Ubisoft Montreal ventured into mobile game development, announcing Tom Clancy's Rainbow Six Mobile on April 5, 2022, for Android and iOS. The title is the mobile-adapted version of the studio's 2015 tactical shooter Tom Clancy's Rainbow Six Siege. As of 2023, the studio employs more than 4,000 people.

In 2025, the studio released Assassin's Creed Shadows and is currently developing several titles, including Assassin's Creed Hexe.

== Games developed ==

Ubisoft Montreal is the principal developer for games in the Assassin's Creed, Prince of Persia, Far Cry, Tom Clancy's Splinter Cell, Tom Clancy's Rainbow Six, and Watch Dogs series, among other titles. However, this does not mean that it develops all the titles in these franchises, and more often than not, other Ubisoft studios support them with development.

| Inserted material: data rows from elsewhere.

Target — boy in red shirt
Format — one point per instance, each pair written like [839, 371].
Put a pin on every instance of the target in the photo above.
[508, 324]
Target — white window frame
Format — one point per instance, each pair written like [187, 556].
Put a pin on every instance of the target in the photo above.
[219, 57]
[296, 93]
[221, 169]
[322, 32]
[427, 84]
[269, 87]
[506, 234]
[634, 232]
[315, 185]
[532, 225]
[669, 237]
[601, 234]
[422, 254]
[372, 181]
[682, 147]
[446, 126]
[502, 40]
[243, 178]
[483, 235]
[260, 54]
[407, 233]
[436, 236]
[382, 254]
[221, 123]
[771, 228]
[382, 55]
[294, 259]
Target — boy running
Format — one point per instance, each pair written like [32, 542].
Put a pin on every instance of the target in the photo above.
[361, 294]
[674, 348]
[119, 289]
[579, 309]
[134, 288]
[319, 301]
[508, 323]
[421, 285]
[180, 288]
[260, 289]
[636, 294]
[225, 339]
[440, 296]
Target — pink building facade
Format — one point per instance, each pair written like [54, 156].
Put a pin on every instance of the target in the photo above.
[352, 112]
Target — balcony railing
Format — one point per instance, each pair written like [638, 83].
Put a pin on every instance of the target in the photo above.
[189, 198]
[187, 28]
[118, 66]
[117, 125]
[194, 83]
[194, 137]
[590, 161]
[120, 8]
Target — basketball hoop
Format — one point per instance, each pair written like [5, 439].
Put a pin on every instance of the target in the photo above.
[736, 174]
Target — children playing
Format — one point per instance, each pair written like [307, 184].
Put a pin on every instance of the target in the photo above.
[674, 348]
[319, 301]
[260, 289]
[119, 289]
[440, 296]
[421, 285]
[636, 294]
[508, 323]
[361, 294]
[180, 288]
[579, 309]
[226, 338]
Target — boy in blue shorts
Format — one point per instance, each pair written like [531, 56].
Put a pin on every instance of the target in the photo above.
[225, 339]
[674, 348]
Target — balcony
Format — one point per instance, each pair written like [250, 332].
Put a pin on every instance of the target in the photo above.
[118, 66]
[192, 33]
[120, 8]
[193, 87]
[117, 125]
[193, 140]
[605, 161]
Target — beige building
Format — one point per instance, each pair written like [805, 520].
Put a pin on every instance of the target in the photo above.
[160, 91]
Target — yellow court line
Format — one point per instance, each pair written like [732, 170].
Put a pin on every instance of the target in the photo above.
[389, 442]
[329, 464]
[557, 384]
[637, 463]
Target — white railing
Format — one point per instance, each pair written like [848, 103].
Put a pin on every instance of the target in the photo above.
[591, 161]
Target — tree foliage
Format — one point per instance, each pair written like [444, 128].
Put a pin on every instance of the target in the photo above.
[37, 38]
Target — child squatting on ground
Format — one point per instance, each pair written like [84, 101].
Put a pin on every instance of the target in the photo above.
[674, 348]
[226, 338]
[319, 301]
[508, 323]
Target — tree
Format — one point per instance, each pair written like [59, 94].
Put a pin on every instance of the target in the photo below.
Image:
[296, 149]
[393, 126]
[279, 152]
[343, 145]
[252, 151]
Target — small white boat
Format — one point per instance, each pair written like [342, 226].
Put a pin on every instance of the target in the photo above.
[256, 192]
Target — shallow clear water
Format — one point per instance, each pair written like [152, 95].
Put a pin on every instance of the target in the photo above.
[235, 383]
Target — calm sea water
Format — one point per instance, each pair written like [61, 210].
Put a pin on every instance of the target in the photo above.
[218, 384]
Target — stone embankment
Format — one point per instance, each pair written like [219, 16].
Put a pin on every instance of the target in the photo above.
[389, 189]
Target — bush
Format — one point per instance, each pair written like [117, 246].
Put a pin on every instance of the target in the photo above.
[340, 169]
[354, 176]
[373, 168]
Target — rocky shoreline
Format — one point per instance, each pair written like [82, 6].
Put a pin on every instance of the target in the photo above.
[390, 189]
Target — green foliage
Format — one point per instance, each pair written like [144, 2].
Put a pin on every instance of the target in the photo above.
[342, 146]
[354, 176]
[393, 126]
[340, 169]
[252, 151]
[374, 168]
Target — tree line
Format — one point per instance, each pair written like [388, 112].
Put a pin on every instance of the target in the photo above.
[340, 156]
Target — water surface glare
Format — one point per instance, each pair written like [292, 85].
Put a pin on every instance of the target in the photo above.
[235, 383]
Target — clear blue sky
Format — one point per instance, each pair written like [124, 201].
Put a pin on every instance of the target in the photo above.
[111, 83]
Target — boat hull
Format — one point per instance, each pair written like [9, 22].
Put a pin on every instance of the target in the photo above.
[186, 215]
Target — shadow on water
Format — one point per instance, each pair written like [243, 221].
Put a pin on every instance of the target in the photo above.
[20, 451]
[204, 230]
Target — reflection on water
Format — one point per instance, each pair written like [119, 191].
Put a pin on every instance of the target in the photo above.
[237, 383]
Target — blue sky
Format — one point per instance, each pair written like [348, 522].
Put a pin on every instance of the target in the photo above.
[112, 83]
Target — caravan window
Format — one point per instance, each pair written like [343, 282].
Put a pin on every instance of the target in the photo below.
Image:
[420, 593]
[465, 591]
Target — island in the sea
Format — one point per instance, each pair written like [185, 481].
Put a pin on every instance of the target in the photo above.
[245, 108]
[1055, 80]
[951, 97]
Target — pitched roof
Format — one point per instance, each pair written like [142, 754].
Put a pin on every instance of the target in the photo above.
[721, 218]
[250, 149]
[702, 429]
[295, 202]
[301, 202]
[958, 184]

- Tom Clancy's Splinter Cell series (2002–2010)
- Prince of Persia series (2003–2010)
- Tom Clancy's Rainbow Six series (2003–present)
- Far Cry series (2005–2019)
- Assassin's Creed series (2007–present)
- Watch Dogs series (2014–2016)
- Child of Light (2014)
- For Honor (2017)
- Transference (2018)
- Roller Champions (2022)

== Impact ==
The establishment of Ubisoft Montreal is considered to have a significant impact on Montreal. The Mile End area over the subsequent years transformed from a low-rent area to a commercial hub with new businesses, stores, restaurants and other attractions for the young workforce. For the city overall, Ubisoft Montreal was the first major video game studio and helped to establish its position as a creative city. Several other publishers, including Electronic Arts, Eidos Interactive, THQ, and Warner Bros., established studios in Montreal following Ubisoft, with the Quebec and federal governments continuing to offer subsidy programs to support high-tech job creation. In exchange, the studio has spent up to in the province of Quebec, and with its parent publisher, helped to open Ubisoft Quebec in Quebec City in 2005 and Ubisoft Saguenay in Saguenay in 2018 to help support Ubisoft Montreal's efforts, using similar tax incentives from the province to help found these.